Deutsch in Israel
Mehr als 60 Jahre nach dem Holocaust und der Auswanderung deutscher Juden nach Israel stellten wir die Frage: Wie steht es heute um die deutsche Sprache in einem Land, in dem ein Teil der Bevölkerung deutsche Vorfahren hat, die ihre Sprache mit ins Land brachten? Gerade angesichts der Naziverbrechen an den Juden und der jahrzehntelangen offiziellen Tabuisierung des Deutschen in Israel ist zu analysieren, inwieweit sich die Stellung dieser Sprache in Israel angesichts der mittlerweile guten Beziehungen der beiden Länder verbessert hat.
Aus diesem Grund veranstalteten wir mit Unterstützung des Bundesbeauftragten für Kultur und Medien am 10. und 11. Januar 2012 im Goethe-Institut Tel Aviv ein Symposion zum Thema »Deutsch in Israel«. Im Einklang mit der Behandlung genereller sprachpolitischer Fragen ging es um die Entwicklung des Deutschen in Israel/Palästina und um seine heutige Stellung im Vergleich zu anderen Fremdsprachen. Ein besonderer Fokus lag dabei auf dem Schul- und Universitätsunterricht und der Arbeit wichtiger Sprachinstitutionen.
Die Tagung hat die kulturpolitischen Beziehungen zwischen Israel und Deutschland sowie die Rolle des Deutschen in Israel sehr ausführlich beleuchtet und Menschen mit deutschen Vorfahren, aber auch solche, die keinen deutschen Hintergrund besitzen, zum Deutschlernen motiviert.

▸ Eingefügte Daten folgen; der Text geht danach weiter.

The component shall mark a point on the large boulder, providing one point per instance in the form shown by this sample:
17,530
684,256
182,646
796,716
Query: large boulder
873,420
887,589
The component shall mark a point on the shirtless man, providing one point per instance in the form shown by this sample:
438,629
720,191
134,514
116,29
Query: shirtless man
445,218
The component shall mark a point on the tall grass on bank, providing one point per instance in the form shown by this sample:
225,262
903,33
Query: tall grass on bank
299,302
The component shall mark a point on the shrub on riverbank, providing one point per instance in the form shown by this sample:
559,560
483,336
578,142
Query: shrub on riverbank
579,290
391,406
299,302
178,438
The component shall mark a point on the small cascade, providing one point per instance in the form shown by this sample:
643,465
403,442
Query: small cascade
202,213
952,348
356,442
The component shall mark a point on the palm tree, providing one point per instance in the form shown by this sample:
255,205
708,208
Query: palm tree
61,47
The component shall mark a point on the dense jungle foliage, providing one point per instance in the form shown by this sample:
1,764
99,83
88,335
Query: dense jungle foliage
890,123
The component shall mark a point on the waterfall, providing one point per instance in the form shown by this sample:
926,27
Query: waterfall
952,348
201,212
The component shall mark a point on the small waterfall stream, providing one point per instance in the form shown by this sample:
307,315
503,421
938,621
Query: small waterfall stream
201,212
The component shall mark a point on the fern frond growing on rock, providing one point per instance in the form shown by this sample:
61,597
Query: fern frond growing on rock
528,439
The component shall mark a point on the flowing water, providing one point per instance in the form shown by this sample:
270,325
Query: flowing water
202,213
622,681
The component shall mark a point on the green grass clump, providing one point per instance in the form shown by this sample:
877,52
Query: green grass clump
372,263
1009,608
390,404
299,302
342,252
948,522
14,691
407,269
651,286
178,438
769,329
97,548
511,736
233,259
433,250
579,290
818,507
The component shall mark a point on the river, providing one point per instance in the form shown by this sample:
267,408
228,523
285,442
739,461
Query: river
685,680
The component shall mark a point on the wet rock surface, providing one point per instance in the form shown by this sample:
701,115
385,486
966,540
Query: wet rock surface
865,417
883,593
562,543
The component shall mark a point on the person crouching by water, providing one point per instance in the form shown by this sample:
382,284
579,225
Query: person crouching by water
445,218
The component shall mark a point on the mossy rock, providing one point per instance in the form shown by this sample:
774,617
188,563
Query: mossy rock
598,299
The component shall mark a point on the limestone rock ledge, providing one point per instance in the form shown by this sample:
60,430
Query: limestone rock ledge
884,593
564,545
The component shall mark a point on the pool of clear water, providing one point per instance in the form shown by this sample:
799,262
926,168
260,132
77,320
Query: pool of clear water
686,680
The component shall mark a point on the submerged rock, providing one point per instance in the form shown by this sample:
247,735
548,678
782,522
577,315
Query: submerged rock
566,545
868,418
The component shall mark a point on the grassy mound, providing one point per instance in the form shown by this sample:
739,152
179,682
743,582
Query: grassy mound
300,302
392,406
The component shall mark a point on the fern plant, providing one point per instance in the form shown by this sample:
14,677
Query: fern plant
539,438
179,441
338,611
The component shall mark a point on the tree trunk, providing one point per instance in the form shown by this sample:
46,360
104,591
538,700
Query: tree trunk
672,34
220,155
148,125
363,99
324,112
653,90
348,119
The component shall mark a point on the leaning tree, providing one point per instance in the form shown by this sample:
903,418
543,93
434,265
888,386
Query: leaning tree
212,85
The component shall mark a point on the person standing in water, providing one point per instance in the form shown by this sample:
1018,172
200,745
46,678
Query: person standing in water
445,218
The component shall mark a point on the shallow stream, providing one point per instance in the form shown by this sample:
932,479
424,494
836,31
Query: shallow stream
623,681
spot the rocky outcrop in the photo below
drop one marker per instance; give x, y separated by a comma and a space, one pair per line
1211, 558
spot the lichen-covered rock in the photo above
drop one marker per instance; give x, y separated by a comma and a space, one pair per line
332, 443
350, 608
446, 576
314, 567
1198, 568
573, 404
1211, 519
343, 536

Begrüßungsworte sprachen Andreas Michaelis, Botschafter der Bundesrepublik Deutschland in Israel, der positive Veränderungen im politisch stark geprägten Deutschlandbild in den letzten Jahrzehnten skizzizerte, und der Vorsitzende der GfdS, Armin Burkhardt, der mit Bezug auf die Vergangenheit die aktuellen Aufgaben der Gesellschaft für deutsche Sprache allgemein und speziell in Israel umriss, denn eine Zusammenkunft in diesem Land zum Thema Deutsch sei auch 65 Jahre nach dem Kriegsende noch immer keine Selbstverständlichkeit. Andrea-Eva Ewels, Geschäftsführerin der Gesellschaft für deutsche Sprache, hielt ihre Begrüßungsrede auf Hebräisch und erntete für diese völkerverbindenden Worte großen Respekt.
Die drei Plenarvorträge am 10. Januar befassten sich mit den Rahmenbedingungen für das Sprachenlernen und Sprachennutzen im Gastland.
Grundlegendes bot die schon lange im Gastland lebende Journalistin Gisela Dachs in ihrem Vortrag »Über die kulturpolitischen Beziehungen zwischen Israel und Deutschland«. Ihr Überblick über das letzte Jahrhundert gab aufschlussreiche Zeugnisse der deutschen Sprache und Kultur.
Fachkundig referierte der Publizist, Autor und Hochschullehrer Jakob Hessing über »Die Germanistik in Israel«. Er postulierte aus einer mehrheitlich literaturwissenschaftlichen Sicht die Chancen für das Fach Germanistik mit einer »Wiederkehr des Verdrängten« und meint damit historische Texte (natürlich vor allem auch den Bibeltext) und den Umgang mit dem Deutschen vor der Zeit des Naziregimes. Da es ein kohärentes (linguistisches) Germanistikkonzept nicht gibt, entstehen Wünsche und auch Forderungen nach einem Curriculum für Deutsch in verschiedenen Ausbildungsbereichen.
Die Hochschullehrerin Karin Neuburger regte an, das Thema »Die Geschichte der deutschen Sprache in Palästina/Israel« nicht statistisch, sondern mit dem Verständnis von Sprache als Kommunikationsmittel zu behandeln und somit verschiedene Sichtweisen und Zugänge zu nutzen.
Der Nachmittag des ersten Tagungstages war dem Thema der 5. Alija und ihren Nachkommen gewidmet. Der Begriff der 5. Alija, hebr. „Aufstieg“, bezeichnet die deutschsprachigen Juden, die zwischen 1933 und 1948 in Israel eingewandert sind.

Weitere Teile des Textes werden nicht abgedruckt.